Pubblicato il 04 Mag 2018

Città ed economia circolare

Hera, quotata in Borsa dal 2003, ha compiuto 15 anni il 1° novembre 2017 ed è oggi tra le maggiori multiutility nazionali, operativa principalmente nei settori ambiente (gestione rifiuti), idrico (acquedotto, fognature e depurazione) ed energia (distribuzione e vendita di energia elettrica, gas e servizi energia). Si aggiungono poi l’illuminazione pubblica e i servizi di telecomunicazione.

Nel panorama dei servizi pubblici italiani, Gruppo Hera vanta importanti numeri: quasi 9.000 dipendenti che soddisfano i bisogni di 4,4 milioni di cittadini in circa 350 comuni dell’Emilia-Romagna, Friuli-Venezia Giulia, Marche, Toscana e Veneto.

Nell’esercizio 2017 il Gruppo ha visto un progresso di circa 46 milioni di euro a livello di utile netto; grazie a una sana performance operativa, un’efficiente gestione finanziaria e una efficace gestione fiscale, Hera ha migliorato ulteriormente la propria posizione finanziaria netta.

In Hera l’innovazione è una delle linee di sviluppo strategiche con focus su alcuni ambiti specifici: Economia Circolare, ossia l’applicazione dell’approccio Circular Economy a tutte i business aziendali; Customer Experience, per comprendere meglio le esigenze dei consumatori e aumentare la loro soddisfazione; Utility 4.0, che applica i principi e le linee evolutive dell’Industria 4.0 a questo settore specifico con enfasi sulla gestione dei dati; e la Circular Smart City, in cui vengono integrati gli obiettivi della Circular Economy e i principi della Smart City.

Queste linee di innovazione vengono declinate nelle modalità sia di innovazione incrementale sia di quella disruptive. Mentre la prima viene gestita a livello delle singole Direzioni, dove spesso risulta maggiore l’efficienza e la competenza tecnologica rispetto a quelle di una Funzione di staff, l’innovazione disruptive è di pertinenza dalla Direzione Centrale Innovazione, guidata da Salvatore Molè. In questa struttura sono incluse la Direzione Servizi Informativi, Acantho, ossia la società del Gruppo che si occupa di connettività e di servizi hardware, e la Direzione Sviluppo, che indirizza le linee di sviluppo dell’azienda e gestisce i progetti di innovazione disruptive e trasversali.

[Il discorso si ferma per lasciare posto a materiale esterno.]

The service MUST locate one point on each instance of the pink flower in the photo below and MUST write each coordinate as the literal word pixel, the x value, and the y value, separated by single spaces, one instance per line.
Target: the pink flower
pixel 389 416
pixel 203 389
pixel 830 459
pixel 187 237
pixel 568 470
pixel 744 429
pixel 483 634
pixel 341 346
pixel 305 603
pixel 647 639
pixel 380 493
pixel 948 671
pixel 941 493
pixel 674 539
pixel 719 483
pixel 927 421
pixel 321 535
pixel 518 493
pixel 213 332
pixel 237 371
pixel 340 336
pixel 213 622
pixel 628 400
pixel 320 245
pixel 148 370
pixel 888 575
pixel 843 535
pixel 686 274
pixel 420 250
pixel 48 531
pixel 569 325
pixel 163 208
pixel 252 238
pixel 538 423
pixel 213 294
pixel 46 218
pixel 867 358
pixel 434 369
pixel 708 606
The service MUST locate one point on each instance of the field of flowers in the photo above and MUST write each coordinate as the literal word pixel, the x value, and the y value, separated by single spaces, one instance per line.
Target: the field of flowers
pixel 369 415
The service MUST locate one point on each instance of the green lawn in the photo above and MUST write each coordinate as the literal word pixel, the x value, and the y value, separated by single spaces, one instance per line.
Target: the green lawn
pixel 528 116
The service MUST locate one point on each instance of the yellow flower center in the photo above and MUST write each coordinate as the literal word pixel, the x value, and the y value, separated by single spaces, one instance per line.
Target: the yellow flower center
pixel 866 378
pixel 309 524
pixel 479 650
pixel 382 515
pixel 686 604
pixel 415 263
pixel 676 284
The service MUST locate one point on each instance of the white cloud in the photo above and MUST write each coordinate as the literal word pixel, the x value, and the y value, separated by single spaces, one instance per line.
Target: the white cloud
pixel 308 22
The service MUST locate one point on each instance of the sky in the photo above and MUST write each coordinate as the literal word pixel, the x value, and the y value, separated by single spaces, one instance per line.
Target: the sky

La Direzione Sviluppo è diretta da Enrico Piraccini, è composta da 15 persone ed è focalizzata su progetti secondo le due direttive Circular e Smart. Vengono quindi gestiti progetti Circular, come quelli sul recupero di rifiuti organici per la produzione di biometano; «Entro l’anno entrerà in funzione il primo impianto di produzione di biometano di Hera a Sant’Agata Bolognese», racconta Piraccini, che continua: «Ci sono progetti orientati alla Circular Smart City, che entro l’anno vedranno il primo esempio di applicazione; infine gestiamo progetti sul recupero delle acque, applicando principi di Industria 4.0: vengono cioè raccolti dati provenienti dal processo per generare conoscenza e attuare interventi». Tali progetti rientrano nel cosiddetto Cyber Physical System, che può essere declinato anche in progetti di innovazione incrementale.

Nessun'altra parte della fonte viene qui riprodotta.